Attacks on Nato supply convoys are rare in southern and central Pakistan, so security forces do not provide the escort that is routine for supply convoys in the north-west of the country.
Previous raids have happened mainly in the north-west, at Peshawar and the Khyber tribal region, or in the south-western province of Balochistan.
The attack on Nato supplies in northern parts of Pakistan’s Sindh province is the first of its kind.
Truckers bound for southern Afghanistan have been using the Shikarpur route because another route via Khuzdar in Balochistan has been a scene of numerous attacks on Nato shipments.
There are no strong religious groups or militant networks operating in Shikarpur town.
But there have been a few protests over the presence of American troops in a nearby airbase.
Following Thursday’s cross-border Nato helicopter attack which killed three Pakistani soldiers, Islamabad ordered the closure of the Khyber Pass border crossing into Afghanistan.
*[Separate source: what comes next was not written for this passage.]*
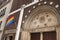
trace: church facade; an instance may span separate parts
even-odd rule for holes
[[[11,12],[21,10],[7,17],[8,20],[14,16],[14,23],[5,25],[2,40],[15,40],[21,16],[19,40],[60,40],[60,0],[26,1],[26,4],[22,1],[23,6],[15,3],[14,0]]]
Nato said its aircraft had hit back after coming under small-arms fire from what it thought were insurgents.
But the Pakistani military said its soldiers had fired shots to warn the helicopters that they had crossed into Pakistani airspace.
It was the third time in less than a week that Nato helicopters had pursued militants over the Pakistani border and fired on targets.
Pakistani officials say they have shut the Torkham border crossing in Khyber tribal agency to ensure Nato vehicles are not attacked by the Taliban.
A long queue of Nato vehicles is now waiting to drive over the border.
The other main Nato crossing from Pakistan to Afghanistan – Chaman in Balochistan – remains open.
It is not clear whether the tanker convoy attacked on Friday was heading for Torkham or Chaman.
Nato says the trucks passing through Pakistan carry fuel, military vehicles, spare parts, clothing and other non-lethal supplies for foreign troops in Afghanistan.
The alliance and the US have other supply routes into Afghanistan, but the Pakistani ones are the cheapest and most convenient.